5 Kasım 2012 Pazartesi

Dost bildiğimiz “Düşman”

Evet dost bildiğimiz, “dostumuz” dediğimiz arkasından koştuğumuz, yere göğe sığdıramadığımız yazarlarımızın, çizerlerimizin, “Alim” dediğimiz bir takım insanlarımızın ilham kaynağı olduğu, peşinden koştukları İslam inkılabını gerçekleştiren İran, büyük bir İslâm devleti ve İslâmın savunucusu ve ümmetin koruyucusu idi.

Son çeyrek yüzyılın İslâm adına yüz akı idi. Acaba öyle miydi? Hayır, hayır… İran (Şia) hiçbir zaman İslâmı bırakın hizmet etmeyi, İslamiyetin içimizdeki en büyük düşmanıydı. Evet gerçek bu!. 

İran veya Şia asla İslama ve Müslümanlara ne maddi ne de manevi hiçbir yardım yapmamıştır. Bilakis Şia dışındaki bütün Müslümanları düşman görmüş ve savaşmıştır. Uzak tarihlere hiç gitmeye gerek yok, yakın tarihlerde cereyan etmiş olan Çeçenistan savaşında İran daima Rusları tutmuştur. Çeçenlere bırakın yardım etmeyi yardıma gitmek isteyen mücahid gruplarım engellemiştir.
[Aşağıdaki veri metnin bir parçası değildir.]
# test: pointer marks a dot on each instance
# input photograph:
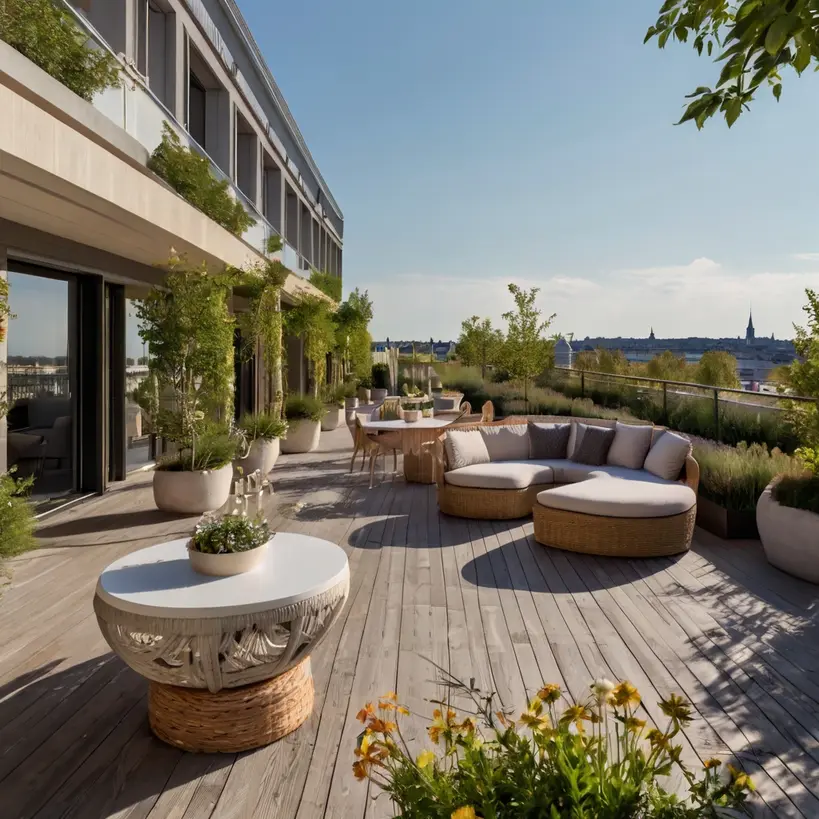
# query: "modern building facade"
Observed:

Ruslara devamlı istihbarat bilgileri vermiştir. Çeçenleri, terörist saymıştır.

Yine Azerbaycan-Ermenistan savaşında Ermeni tarafını tutmuştur. Ermenilere silah, gıda, lojistik ve istihbarat bilgileri vermiştir. Şu anda bile Ermenilere yardım etmektedir. Şu meşhur İslâm-ümmet savunucusu İran’ın iki büyük düşmanı vardır; birincisi Amerika, ikincisi İsrail öyle mi, hayır kesinlikle yalan. İran aslında iki büyük düşmanı Amerika ve İsrail, İran’ın en büyük dostudur. Çünkü birbirleriyle kavga edip dünya siyasetine yön vermeye çalışıyorlar. Hepsi birbirinden besleniyorlar, böylelikle İslâm âlemini arkasına almaya çalışıyorlar. Bizim bazı saftirikler de öyle görüyor veya öyle görmeye mecbur kalıyorlar.

İran Afganistan için Ruslardan sonra Taliban’a karşı Amerika’ya hava sahasını açmıştır ve istihbarat bilgileri vermiştir. Hani İran, Müslümanların hamisi ve yardımcısıydı? Hani Amerika İran’ın en büyük düşmanı idi? Aynı şekilde Irak da Amerika’ya yardım etmektedir. Bu nasıl Amerika’ya düşmanlık? Bu nasıl Müslümanlık? İran siyaseti yüzyılladır usta manevralarla İran’ı ayakta tutmayı başarmıştır. Safevi-Pers devleti iki yüzlüdür, bütün üstün tarafları idare etmeyi başarmıştır(!). Bugün aynı şeyi Suriye’de görmekteyiz. 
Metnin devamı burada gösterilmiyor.